The only way to stop this from happening is by conducting regular 1:1 meetings with your employees to understand their needs and concerns.
8) Human resource leaders admit employee burnout is sabotaging workforce retention. It handles 50% turnover. (Source)
We say that employees are an organization's biggest asset. They drive your business towards loyal customers and generate revenue for your business. Thus, as HR leaders, their well-being should be your top priority.
Too much overtime and overwork are sapping the life out of your employees. Moreover, with the new generation being so adamant about work-life balance, organizations must bring the latest changes.

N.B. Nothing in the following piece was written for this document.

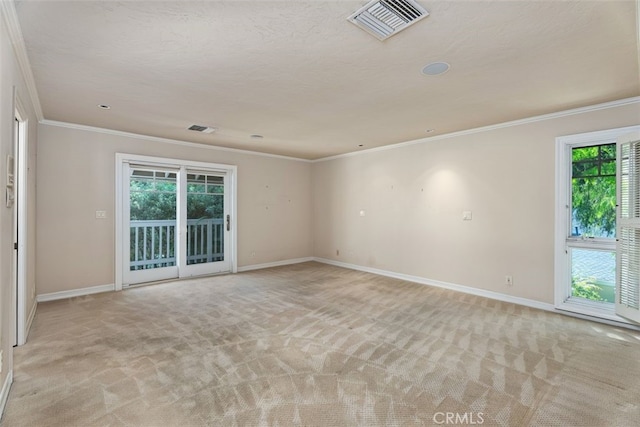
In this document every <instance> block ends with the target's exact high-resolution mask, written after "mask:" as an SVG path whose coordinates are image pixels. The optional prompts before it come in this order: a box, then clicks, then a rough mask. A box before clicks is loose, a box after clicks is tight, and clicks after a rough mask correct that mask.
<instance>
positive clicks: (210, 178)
mask: <svg viewBox="0 0 640 427" xmlns="http://www.w3.org/2000/svg"><path fill="white" fill-rule="evenodd" d="M117 157H118V158H117V164H118V166H117V168H118V171H119V179H118V182H119V183H118V184H117V185H118V188H119V189H120V190H121V191H120V192H119V197H118V200H119V201H120V202H121V203H119V206H118V207H117V212H116V214H117V217H120V219H117V227H119V229H120V230H119V231H118V232H117V236H119V237H120V243H117V244H116V246H117V248H119V249H120V254H119V255H118V254H116V256H117V259H118V260H120V263H119V264H120V267H119V268H118V266H117V270H120V271H121V274H120V275H119V277H121V282H120V283H118V281H117V282H116V289H118V288H122V287H128V286H132V285H136V284H141V283H149V282H154V281H160V280H168V279H177V278H185V277H193V276H202V275H209V274H217V273H226V272H235V271H236V269H237V267H236V263H235V244H234V242H235V236H236V230H235V227H232V225H233V224H235V173H236V168H235V166H229V165H219V164H206V163H200V162H185V161H178V160H171V159H158V158H150V157H141V156H132V155H124V154H118V156H117ZM119 224H121V225H119Z"/></svg>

Mollie Lombardi, CEO of Aptitude Research, has said, "Not all burnout can be eliminated. Much of it can be avoided using strategies that balance consistency and personalization of schedules and workload. Leverage managers as models for how their team can achieve work/life balance. Help them implement tools and technology that proactively manage burnout or otherwise support these efforts."
9) 8 in 10 employees would seek a new job after 1 bad day. (Source)
Retaining top talent is becoming challenging and very competitive. The same survey also found that 81% of job seekers cited dissatisfaction as the primary reason they started to look elsewhere for work.
More than half of the respondents say they feel underpaid. Some are not satisfied with the company’s benefits policy. A lot of them told another cause of dissatisfaction was limited career growth.
Some other reasons for dissatisfaction which managers need to look out for are hostile work culture, unsupportive boss, lack of meaningful work, work and life balance.
It is prominent for millennial and Gen Z employees. If they don't get job satisfaction from their work, there's no way they're going to be associated with that company.
10) 70% of staff members would leave their current organizations for a job with one known for investing in employee development and learning. (Source)
In the survey, career development was ranked the 2nd most important need after compensation that made employees want to stay.
Employee development is crucial to managing an organization's turnover rate. To excel and become experts in a field, employees need to gain knowledge and experience. That is only possible when they advance in their career, work with new teams and learn new skills.
On the other hand, if employees feel their growth and exposure have become stagnant in a company, they'll start looking for other opportunities.
These statistics point towards the transition that workplaces are going through and what future businesses need to do to retain their top talent.